Güncelleme Tarihi:
Ekümenopolis: “Tüm galaksiyi kaplayan şehir” anlamına gelen bu kelime İstanbul’u tanımlıyor. Baron de Tott, İstanbul için “Dünyanın başkenti olarak tercih edilebilecek tek yer İstanbul’dur; aynen kâinatın merkezidir” demişti. ‘Yedi tepeli şehir’, bazıları için ‘kaos’, bazıları içinse ‘ev’ demek. Yüzyıllardır sanatçılara, yazarlara, yönetmenlere, modacılara, müzisyenlere ilham kaynağı olmuş bu ‘çokkültürlü’ baş döndürücü şehrin jeopolitik ve coğrafi önemi ise bambaşka bir konu. Orient Express, 1888 yılında ilk Paris-İstanbul seferini yapar ve artık hiçbir şey eskisi gibi olmayacaktır. Birçok sinema ve reklam filminde gördüğümüz Doğu Ekspresi’nin kompartımanları İstanbul ile tanışmak isteyen yolcularla dolup taşar. Pera Palas Otel, Konstantinopolis ve ‘Şark’ı keşfetmeyi arzulayan bu misafirleri ağırlamak için inşa edilir. ‘Doğu Ekspresi’nde Cinayet’in yazarı Agatha Christie bu romanı kaldığı odanın penceresinden görünen Haliç manzarasına karşı yazmış olsa gerek...
Pera Palas Otel’in sırasında bulunan Pera Müzesi, şu sıralar iki Bizans sergisine ev sahipliği yapıyor. Bizans sanatı uzmanı Brigitte Pitarakis’in küratörlüğündeki ‘İstanbul’dan Bizans’a: Yeniden Keşfin Yolları, 1800–1955’, İstanbul Arkeoloji Müzeleri’ndeki Bizans eserlerini odağına alıyor ve Bizans araştırmalarının İstanbul’daki gelişimine ışık tutuyor. İstanbul’un 1800-1955 yılları arasındaki ekonomik, kültürel ve siyasal değişimlerinin Bizans mirasına etkisini, Bizans’ın yeniden keşfini ve bu mirasın geniş bir ilgi alanına dönüşümünü aktaran sergi, birbirinden çok uzak görünen çeşitli sanatsal üretimleri kesiştiren Konstantinopolis’e dair tarihsel temelleri de olan ama günümüzde yoğunlaşan motifleri irdeliyor. Böylece sergi hem üretim mecrası hem de arkasındaki ideolojileri birbirinden farklı Konstantinopolis’leri, ortak noktaları da dikkate alarak yansıtıyor.
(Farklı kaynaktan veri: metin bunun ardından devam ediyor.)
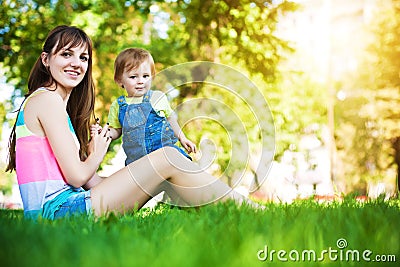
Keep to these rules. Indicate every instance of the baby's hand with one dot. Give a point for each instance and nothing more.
(188, 145)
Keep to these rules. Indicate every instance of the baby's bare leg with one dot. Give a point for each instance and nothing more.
(133, 185)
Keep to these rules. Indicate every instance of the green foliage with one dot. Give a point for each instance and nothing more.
(368, 134)
(214, 235)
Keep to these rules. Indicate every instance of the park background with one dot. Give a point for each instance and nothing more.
(329, 71)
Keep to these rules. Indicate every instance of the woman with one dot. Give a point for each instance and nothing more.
(56, 163)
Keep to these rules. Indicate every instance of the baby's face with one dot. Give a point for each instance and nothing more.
(137, 81)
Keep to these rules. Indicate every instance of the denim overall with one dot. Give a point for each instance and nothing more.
(143, 130)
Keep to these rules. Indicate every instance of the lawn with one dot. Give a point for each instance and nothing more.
(303, 233)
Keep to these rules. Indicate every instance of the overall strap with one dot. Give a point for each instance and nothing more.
(147, 96)
(122, 109)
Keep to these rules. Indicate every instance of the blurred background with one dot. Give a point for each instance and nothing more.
(329, 71)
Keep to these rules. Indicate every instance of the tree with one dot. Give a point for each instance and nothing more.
(369, 116)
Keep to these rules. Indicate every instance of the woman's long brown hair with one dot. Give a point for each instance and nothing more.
(80, 106)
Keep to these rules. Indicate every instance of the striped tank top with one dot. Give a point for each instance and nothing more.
(39, 176)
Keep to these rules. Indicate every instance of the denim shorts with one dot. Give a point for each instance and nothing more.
(77, 204)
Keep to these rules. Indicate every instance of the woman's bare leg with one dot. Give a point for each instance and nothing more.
(133, 185)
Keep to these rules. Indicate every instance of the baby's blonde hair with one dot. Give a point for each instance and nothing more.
(130, 59)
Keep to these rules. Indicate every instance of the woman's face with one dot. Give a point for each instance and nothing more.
(68, 66)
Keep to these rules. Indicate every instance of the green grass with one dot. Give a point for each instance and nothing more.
(214, 235)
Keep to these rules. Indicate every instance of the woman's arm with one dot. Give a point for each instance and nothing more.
(55, 126)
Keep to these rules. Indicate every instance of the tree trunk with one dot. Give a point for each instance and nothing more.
(396, 147)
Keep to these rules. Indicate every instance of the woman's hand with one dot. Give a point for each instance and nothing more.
(95, 128)
(99, 142)
(187, 144)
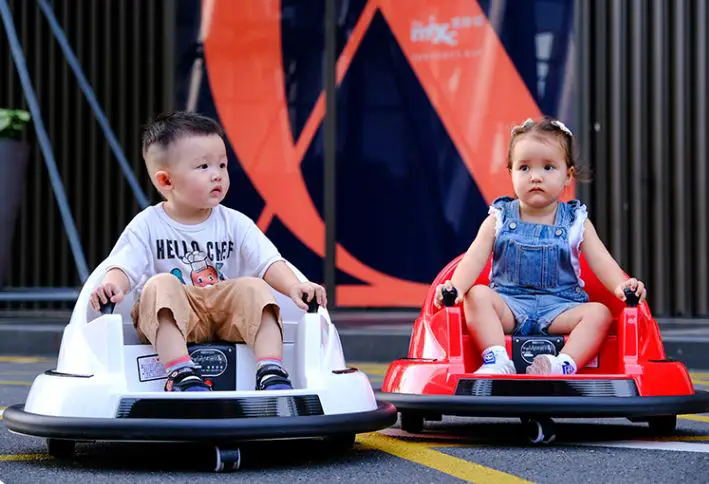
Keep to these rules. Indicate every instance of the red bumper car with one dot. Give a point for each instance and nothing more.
(631, 377)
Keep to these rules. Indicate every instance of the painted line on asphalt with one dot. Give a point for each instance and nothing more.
(24, 457)
(22, 359)
(696, 418)
(16, 383)
(423, 454)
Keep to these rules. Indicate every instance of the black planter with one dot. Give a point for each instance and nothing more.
(14, 156)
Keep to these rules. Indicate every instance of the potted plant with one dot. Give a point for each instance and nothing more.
(14, 157)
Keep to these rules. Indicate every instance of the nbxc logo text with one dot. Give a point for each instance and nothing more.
(442, 32)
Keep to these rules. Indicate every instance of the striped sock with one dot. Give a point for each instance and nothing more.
(268, 361)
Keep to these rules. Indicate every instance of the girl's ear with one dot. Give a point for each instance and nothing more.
(162, 180)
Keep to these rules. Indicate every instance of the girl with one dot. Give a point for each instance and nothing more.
(535, 284)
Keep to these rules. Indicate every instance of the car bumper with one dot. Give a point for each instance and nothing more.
(548, 406)
(196, 430)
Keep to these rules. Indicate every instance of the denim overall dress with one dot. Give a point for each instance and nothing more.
(535, 267)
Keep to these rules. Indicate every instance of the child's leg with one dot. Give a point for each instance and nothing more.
(268, 343)
(587, 325)
(488, 319)
(165, 317)
(257, 322)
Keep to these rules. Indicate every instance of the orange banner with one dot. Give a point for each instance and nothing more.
(455, 54)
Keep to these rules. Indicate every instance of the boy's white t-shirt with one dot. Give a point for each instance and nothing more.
(225, 246)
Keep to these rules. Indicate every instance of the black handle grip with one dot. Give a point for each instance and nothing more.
(449, 297)
(107, 308)
(312, 304)
(630, 298)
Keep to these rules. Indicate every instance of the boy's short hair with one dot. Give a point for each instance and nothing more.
(167, 128)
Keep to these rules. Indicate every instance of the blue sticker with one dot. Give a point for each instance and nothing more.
(489, 357)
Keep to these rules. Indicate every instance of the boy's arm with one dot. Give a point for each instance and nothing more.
(604, 265)
(475, 257)
(280, 277)
(283, 279)
(117, 277)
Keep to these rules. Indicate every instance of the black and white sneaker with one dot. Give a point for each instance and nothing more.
(186, 379)
(272, 377)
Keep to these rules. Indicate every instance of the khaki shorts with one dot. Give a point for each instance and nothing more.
(227, 311)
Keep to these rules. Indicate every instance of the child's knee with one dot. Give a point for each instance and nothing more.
(599, 312)
(161, 283)
(478, 296)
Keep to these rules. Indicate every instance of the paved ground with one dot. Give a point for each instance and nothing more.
(479, 450)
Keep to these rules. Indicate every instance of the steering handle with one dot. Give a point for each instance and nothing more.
(449, 296)
(631, 299)
(312, 304)
(107, 308)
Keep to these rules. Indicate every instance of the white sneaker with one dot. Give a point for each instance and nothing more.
(549, 365)
(501, 367)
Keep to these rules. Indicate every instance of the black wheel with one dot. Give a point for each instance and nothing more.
(227, 459)
(340, 442)
(60, 448)
(664, 425)
(540, 430)
(411, 422)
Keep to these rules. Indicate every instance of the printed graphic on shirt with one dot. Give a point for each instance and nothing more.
(203, 271)
(178, 249)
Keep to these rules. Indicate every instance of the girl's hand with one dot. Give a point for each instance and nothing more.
(638, 287)
(448, 286)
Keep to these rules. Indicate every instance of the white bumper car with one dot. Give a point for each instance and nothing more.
(107, 386)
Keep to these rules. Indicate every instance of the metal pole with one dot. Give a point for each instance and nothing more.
(91, 98)
(44, 143)
(330, 124)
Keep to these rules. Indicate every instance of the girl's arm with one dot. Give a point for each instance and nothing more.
(605, 267)
(475, 258)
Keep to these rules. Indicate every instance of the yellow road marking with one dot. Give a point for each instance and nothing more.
(423, 454)
(22, 359)
(696, 418)
(16, 382)
(17, 457)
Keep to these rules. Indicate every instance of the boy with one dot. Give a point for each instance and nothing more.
(202, 270)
Pera’daki diğer sergi ‘İstanbul’da Bu Ne Bizantinizm! Popüler Kültürde Bizans’ ise postmodern olarak stilize edilmiş bir Ayasofya görseliyle izleyiciyi karşılıyor. Video oyunlarından modaya, edebiyattan çizgi romana, sinemadan ‘Bizans müziği’ denilen heavy metal’e popüler kültür alanındaki Bizans motifinin izini süren sergi, envanter çıkarmakla değil, bu üretimlerin dönüşen ideolojik motivasyonlarıyla ilgileniyor. Küratör Emir Alışık, “Serginin tasarımında neon ışıklar yoğun bir biçimde kullanıldı. Ayasofya’nın şematize edilmiş ve neon ışıklarla bezenmiş ana kubbesi PATTU Mimarlık’ın sergi tasarımının bir parçası. Neon, hem sergilenen spekülatif Bizans (cyberpunk, fütüristik, fantastik) betimleriyle bağ kuruyor hem de sergi kataloğunda Roland Betancourt’un kaleme aldığı ‘Neon Bizans: Las Vegas’ta İkonografiden Yoksun Estetik’ makalesinde ortaya konan fikirleri yansıtıyor. Neon kubbe, seyirciyi Bizans’ın olağandışı yorumlamalarıyla karşılaşmaya hazırlıyor” diyor.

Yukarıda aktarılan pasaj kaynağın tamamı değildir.